This is a simple script that will take your OMOP compliant Note table and convert it into an OMOP Note_NLP table.
The goal of this project is to: "Enable NLP analysis for semi-technical analysts and programmers"
Clone this repository using git or the GitHub CLI
git clone https://github.com/UK-IPOP/omop-nlp.git
# or
gh repo clone UK-IPOP/omop-nlp
Setup python and install dependencies.
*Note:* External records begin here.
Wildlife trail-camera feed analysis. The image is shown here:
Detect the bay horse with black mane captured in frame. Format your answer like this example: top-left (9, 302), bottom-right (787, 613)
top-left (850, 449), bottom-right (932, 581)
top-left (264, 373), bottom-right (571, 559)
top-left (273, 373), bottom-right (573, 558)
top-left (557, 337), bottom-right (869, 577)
I recommend using conda to create a python virtual environment.
NOTE:
scispacy
requires python3.9
Run the following inside the repository you cloned:
# -y accept defaults
conda create -n omop-nlp -y
conda activate omop-nlp
# install requirements (rich for logging, pandas for file reading, and scispacy -- which includes spacy itself)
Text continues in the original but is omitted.